Second, India would like to counter the possibility of China acquiring a larger role between the Straits of Malacca and the Persian Gulf-which India sees as its zone of influence.

This would entail collaborating with Western powers, including loyal US ally, Australia, and Japan, which has 134 US bases on its soil.

Such collaboration will influence the shape of Indian Ocean strategic arrangements in the near future.

Third, India is keen to project itself as an aid-donor, not aid-recipient.

This is part of the attempt to invent a new image for itself as a Great Power.

The attempt is inseparable from New Delhi's bid for a permanent seat on the UN Security Council.

The new buzz in South Block is: How can we claim a Council seat with a begging bowl in hand? This was part of the rationale for the National Democratic Alliance declaring in 2003 that India won't accept aid from any sources other than six major states.

This rationale is profoundly misguided.

Until the Indian government provides basic amenities of survival and minimal public services to its people, it has no business to deny them such help as the international community might offer.

So long as 47 percent of Indian children grow up malnourished, and enormous disparities exist between the elite and the people, New Delhi must not indulge in such sanctimonious posturing.

The Manmohan Singh government rightly revised the NDA's no-aid-but-from-six-sources policy (which was a peevish response to the European Union's criticism of the Gujarat pogrom).

It must not return to that same perverse logic.

The Indian government hasn't yet fulfilled its own primary obligations to the tsunami-affected.

Relief is still inadequate and poorly designed.

For instance, mountains of clothes are piling up in Nagapattinam because people don't need clothing so much as drinking water, medicine and food.

In the Nicobar Islands, starving survivors got so enraged at the inadequacy of relief that they kidnapped civil and police officials.

This does not argue against providing relief to India's neighbours, particularly Sri Lanka, where the death-toll is a gruesome 30,000.

It raises questions, however, about intentions.

If the operation's primary purpose is not humanitarian but to assert India's pre-eminence and overwhelming military presence, that will be resented by the neighbours.

Indeed, reports from Sri Lanka say the media there is highlighting Pakistan's Rs 10-crore aid, rather than India's Rs 100-crore grant.

Indian policy-makers should know better.

In the mid-1980s, India intervened militarily in Sri Lanka (remember, the "humanitarian" food drop?) and the Maldives.

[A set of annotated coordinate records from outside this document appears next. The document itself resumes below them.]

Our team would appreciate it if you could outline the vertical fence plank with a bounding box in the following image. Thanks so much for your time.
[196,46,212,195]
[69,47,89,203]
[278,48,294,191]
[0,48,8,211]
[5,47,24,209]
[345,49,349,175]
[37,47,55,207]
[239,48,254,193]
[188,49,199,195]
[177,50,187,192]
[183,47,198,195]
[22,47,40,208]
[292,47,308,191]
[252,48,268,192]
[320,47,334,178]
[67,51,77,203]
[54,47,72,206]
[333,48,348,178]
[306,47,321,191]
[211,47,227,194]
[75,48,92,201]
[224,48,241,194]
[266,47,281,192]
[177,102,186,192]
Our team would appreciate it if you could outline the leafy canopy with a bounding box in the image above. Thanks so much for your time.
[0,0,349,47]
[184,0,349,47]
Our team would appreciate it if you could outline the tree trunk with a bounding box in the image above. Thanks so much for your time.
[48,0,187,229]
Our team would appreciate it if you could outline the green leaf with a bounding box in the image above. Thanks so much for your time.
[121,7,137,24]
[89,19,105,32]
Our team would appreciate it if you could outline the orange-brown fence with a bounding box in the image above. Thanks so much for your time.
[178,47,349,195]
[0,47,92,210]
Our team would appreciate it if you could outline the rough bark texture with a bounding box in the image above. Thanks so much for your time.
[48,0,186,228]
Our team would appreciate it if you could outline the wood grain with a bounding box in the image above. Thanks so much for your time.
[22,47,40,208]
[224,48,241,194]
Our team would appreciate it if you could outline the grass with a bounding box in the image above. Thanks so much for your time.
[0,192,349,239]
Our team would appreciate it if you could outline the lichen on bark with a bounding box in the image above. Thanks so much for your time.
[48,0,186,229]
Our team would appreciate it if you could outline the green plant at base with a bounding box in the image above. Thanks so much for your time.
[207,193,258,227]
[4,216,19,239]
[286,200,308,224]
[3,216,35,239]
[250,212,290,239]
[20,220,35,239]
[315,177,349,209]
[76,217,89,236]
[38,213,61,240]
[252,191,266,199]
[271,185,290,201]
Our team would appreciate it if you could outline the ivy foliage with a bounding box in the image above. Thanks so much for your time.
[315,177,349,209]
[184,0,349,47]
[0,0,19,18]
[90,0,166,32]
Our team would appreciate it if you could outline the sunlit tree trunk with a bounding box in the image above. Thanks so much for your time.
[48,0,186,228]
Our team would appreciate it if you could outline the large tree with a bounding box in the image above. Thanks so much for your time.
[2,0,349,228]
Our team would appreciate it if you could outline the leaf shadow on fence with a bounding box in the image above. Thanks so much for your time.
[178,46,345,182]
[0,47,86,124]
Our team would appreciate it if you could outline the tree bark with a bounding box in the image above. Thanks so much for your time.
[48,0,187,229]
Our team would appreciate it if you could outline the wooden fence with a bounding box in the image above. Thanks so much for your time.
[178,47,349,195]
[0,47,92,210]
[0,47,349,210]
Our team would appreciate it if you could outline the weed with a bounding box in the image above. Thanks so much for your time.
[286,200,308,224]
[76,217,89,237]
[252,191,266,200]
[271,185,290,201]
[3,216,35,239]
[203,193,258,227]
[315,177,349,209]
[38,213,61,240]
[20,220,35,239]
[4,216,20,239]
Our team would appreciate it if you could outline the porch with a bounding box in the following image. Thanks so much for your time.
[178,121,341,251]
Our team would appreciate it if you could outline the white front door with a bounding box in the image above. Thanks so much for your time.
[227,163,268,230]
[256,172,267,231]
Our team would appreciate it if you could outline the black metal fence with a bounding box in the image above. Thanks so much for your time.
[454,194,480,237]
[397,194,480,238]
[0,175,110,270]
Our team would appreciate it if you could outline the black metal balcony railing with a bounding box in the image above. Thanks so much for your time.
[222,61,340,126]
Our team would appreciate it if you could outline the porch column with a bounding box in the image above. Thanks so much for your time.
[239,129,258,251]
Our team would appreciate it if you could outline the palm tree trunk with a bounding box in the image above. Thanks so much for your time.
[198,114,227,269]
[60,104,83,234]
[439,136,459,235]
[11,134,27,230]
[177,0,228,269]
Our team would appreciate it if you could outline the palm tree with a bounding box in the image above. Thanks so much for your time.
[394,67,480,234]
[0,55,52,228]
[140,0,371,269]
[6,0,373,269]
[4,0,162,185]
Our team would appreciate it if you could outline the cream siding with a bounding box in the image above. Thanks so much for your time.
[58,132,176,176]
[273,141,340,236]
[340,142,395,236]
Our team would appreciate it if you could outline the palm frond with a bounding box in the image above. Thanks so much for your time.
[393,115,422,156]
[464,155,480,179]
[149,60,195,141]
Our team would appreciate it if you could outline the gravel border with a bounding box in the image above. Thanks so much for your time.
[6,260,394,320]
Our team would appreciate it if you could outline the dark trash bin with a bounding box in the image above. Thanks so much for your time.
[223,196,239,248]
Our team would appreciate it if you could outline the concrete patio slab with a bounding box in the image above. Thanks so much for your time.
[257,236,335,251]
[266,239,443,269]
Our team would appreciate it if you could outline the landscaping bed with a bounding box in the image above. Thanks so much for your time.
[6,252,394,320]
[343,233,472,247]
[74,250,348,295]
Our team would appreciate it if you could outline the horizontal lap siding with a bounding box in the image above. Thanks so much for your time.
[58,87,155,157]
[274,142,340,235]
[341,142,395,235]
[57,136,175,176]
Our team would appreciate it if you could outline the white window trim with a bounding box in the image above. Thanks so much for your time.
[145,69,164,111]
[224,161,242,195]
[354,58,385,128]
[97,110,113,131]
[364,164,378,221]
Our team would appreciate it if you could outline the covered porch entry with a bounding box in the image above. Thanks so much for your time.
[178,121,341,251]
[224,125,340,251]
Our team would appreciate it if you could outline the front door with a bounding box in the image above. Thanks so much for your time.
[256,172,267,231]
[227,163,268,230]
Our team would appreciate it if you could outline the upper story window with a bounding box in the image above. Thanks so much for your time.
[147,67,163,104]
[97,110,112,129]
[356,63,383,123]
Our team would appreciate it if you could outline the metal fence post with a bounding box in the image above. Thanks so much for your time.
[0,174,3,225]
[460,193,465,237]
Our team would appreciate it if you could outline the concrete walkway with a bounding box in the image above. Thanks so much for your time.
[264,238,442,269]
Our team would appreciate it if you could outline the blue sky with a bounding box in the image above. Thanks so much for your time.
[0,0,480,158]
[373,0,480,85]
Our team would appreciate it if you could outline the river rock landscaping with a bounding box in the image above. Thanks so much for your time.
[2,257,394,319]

The result was a disaster.

The Indian Peace-Keeping Force took hundreds of casualties and produced all-round resentment against India.

India first backed, trained and armed the LTTE, then took up arms against it, but couldn't disarm or defeat it.

Then, it foolishly backed the EPRLF vis-…-vis the LTTE in the North and East and R.

Premadasa against Ms Chandrika Kumaratunga.

These cynically Machiavellian and arrogant manoeuvres cost India its credibility and goodwill.

The death of J.N.

Dixit, an architect and the main executor of that policy, should occasion some sober rethinking.

New Delhi must not repeat the 1980s' blunder-this time, under US tutelage.